As it turned out, there was a dark green van parked on a narrow little road not too far away. The back of the van was entirely empty except for thick green carpeting on the floor and up the sides, with a few rings peeking through the carpet here and there. Everything was piled in the very back and then tied with silky-looking rope through the rings to keep it from shifting, which left the centre of the van for Deanna and Jesse and Flynn to sit in.

It seemed like an odd thing to do to a van, but on the other hand, there was enough padding under the carpet beneath him that someone could sleep in here easily, and you could probably pack either a lot of friends or a lot of groceries and stuff in here.

The house that Bane pulled up in front of was, well, it would be pretty big in the city, but seemed about average around here, from what he'd seen on the drive. It was all red brick, and seemed to have a lot of windows.

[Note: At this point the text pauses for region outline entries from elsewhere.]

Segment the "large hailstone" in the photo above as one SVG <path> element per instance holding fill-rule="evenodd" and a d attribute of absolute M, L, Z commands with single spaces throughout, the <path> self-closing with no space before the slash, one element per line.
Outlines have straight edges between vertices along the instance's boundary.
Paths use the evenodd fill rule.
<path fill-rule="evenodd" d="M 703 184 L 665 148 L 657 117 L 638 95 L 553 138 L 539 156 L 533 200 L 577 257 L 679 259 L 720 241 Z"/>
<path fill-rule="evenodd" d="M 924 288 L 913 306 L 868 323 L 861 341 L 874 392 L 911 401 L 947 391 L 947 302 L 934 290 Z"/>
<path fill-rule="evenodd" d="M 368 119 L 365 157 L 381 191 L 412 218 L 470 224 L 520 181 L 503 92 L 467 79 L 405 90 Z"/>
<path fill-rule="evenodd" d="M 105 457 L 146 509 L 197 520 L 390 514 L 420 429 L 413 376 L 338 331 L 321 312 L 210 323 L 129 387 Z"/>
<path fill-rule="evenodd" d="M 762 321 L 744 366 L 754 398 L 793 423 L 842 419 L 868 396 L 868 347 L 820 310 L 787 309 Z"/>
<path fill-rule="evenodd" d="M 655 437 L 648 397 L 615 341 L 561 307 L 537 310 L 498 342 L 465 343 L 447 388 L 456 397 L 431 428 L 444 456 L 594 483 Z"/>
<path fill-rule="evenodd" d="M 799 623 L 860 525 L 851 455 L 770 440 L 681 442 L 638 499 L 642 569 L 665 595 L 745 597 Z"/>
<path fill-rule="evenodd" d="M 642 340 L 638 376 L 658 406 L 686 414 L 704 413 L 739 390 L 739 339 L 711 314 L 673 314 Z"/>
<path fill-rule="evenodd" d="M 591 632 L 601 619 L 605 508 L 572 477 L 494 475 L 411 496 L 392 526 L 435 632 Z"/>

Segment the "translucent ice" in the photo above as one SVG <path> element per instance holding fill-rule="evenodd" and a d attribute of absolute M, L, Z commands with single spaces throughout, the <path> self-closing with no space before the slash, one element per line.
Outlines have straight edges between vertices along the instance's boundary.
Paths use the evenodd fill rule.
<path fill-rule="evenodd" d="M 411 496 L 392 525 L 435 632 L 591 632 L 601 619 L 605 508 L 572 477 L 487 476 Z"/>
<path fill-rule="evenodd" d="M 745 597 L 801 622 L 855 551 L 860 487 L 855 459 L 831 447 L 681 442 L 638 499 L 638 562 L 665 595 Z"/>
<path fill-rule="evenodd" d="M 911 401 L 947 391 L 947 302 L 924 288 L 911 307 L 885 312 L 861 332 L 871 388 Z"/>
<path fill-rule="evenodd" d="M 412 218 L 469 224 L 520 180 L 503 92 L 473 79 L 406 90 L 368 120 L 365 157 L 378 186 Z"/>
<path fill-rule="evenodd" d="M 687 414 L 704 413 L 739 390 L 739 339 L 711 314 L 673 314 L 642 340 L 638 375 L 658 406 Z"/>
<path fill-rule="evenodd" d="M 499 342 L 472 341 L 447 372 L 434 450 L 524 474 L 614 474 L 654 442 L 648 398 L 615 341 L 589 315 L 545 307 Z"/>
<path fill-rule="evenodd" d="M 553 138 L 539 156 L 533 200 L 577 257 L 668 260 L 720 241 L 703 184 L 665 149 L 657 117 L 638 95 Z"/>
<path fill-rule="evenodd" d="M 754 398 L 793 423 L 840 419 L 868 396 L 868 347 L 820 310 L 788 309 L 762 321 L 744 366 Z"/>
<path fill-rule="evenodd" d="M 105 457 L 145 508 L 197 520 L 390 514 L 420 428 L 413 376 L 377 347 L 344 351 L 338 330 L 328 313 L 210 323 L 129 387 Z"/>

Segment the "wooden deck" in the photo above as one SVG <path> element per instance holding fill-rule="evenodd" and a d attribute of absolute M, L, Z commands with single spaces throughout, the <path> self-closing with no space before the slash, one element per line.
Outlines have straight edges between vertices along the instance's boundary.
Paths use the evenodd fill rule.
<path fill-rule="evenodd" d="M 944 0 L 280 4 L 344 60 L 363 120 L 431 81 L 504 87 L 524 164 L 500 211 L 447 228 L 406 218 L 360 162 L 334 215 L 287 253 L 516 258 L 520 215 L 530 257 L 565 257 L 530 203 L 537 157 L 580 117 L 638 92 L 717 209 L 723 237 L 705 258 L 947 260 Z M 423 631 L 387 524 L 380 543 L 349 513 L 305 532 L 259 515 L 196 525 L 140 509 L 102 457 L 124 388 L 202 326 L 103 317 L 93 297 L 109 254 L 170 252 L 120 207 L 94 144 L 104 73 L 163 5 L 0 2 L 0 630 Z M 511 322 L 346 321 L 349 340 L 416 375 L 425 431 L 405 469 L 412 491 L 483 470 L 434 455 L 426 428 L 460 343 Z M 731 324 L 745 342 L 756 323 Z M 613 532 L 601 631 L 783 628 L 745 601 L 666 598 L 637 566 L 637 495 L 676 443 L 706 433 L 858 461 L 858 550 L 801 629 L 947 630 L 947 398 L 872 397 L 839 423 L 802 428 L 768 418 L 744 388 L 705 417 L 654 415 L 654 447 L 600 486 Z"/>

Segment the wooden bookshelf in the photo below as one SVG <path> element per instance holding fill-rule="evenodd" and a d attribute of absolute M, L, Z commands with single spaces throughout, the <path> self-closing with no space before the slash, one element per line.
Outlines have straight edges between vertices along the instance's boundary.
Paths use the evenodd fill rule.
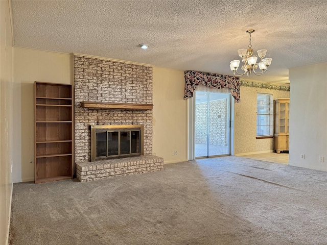
<path fill-rule="evenodd" d="M 73 101 L 71 85 L 34 83 L 35 183 L 73 178 Z"/>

As Bane shut the van off and Deanna slid the side door open, the front door of the house opened. The young woman who emerged was tall like Deanna, but very slim; platinum blonde hair, almost silvery in the sunlight, fell absolutely straight to about jaw length and then turned into a cascade of loose waves from there to her elbows, completely unconfined as far as he could see—and it wasn't bleached, even her lashes were almost invisibly pale. Her skin was probably pretty light naturally, but it was somewhat tanned—less than evenly, he could see lighter areas where her cherry-red tank-top showed off territory that had previously been covered by short sleeves. She looked fragile and cool and aristocratic, and unlike Deanna, he could imagine her easily dressed as a princess, or maybe a queen or high priestess or something—weighing someone's fate, calm and impassive.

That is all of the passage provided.